Senior members of the Chinese People's Political Consultative Conference (CPPCC) have written to the leadership urging a faster pace of political reform.
The cadres, including several vice-chairmen of the top advisory body, pointed out that liberalisation measures should be introduced soon after the mainland's accession to the World Trade Organisation (WTO) next year.
A party source said yesterday that the advisers wanted the leadership to begin the reforms by ensuring that the National People's Congress enjoyed its constitutional status as the 'organ of the highest power' of the land. The advisers pointed out that this would help ensure rule by law as well as forceful supervision of party and government officials.
'The implied corollary of the advisers' suggestion is that the party beats a partial retreat by, for example, ceasing to be the real power behind the legislature, the courts and other supervisory units,' the source said.
A number of CPPCC leaders, including Chairman Li Ruihuan and vice-chairmen Hu Qili and Chen Junsheng, are considered noted reformers.
The source said apart from CPPCC members, a number of mainstream cadres also supported the idea that accession to the global trade body would provide a good opportunity for the reform of the political structure.

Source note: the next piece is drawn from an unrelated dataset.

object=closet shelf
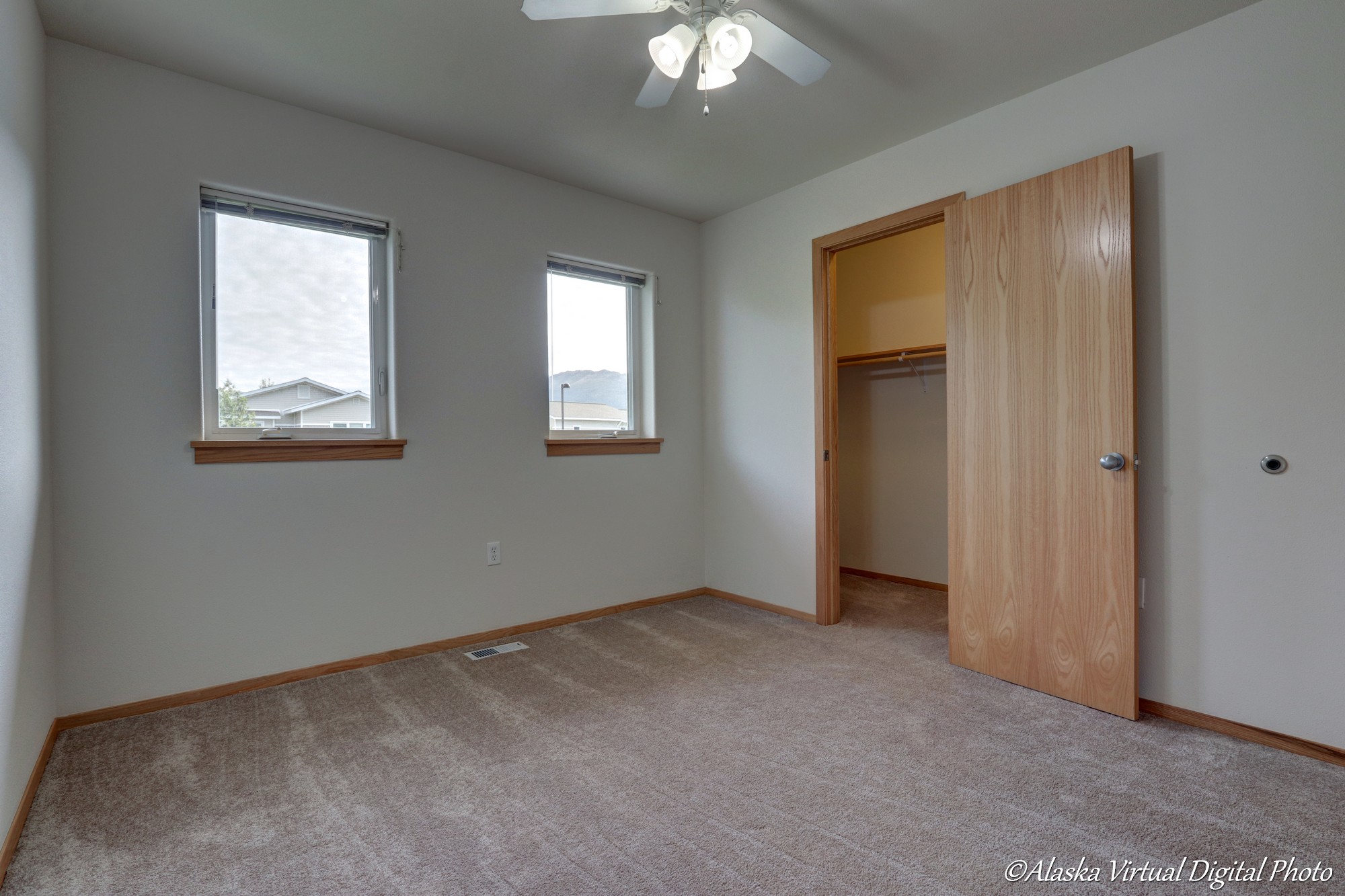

According to a State Council source, Premier Zhu Rongji had pointed out that without adequate levels of political reform, many economic reforms he had planned to go with the mainland's accession might not succeed.
'Zhu has subtly signalled his support for political reforms as long as they will not be socially destabilising,' the source said.
'The Premier wants to revive the Deng Xiaoping line that economic and political reforms should be implemented together.' The source said leaders including Mr Zhu were convinced that, without political change, opposition to WTO and related reforms would remain entrenched.
A think-tank under the party Central Committee is studying ways to kick-start a new cycle of political reform late next year.
It is understood the think-tank is focusing on democratisation in the Chinese context.
But at this stage there is a lack of consensus in the leadership on whether 'Western-style' mechanisms, such as election by universal suffrage, should be taken up to reach these goals.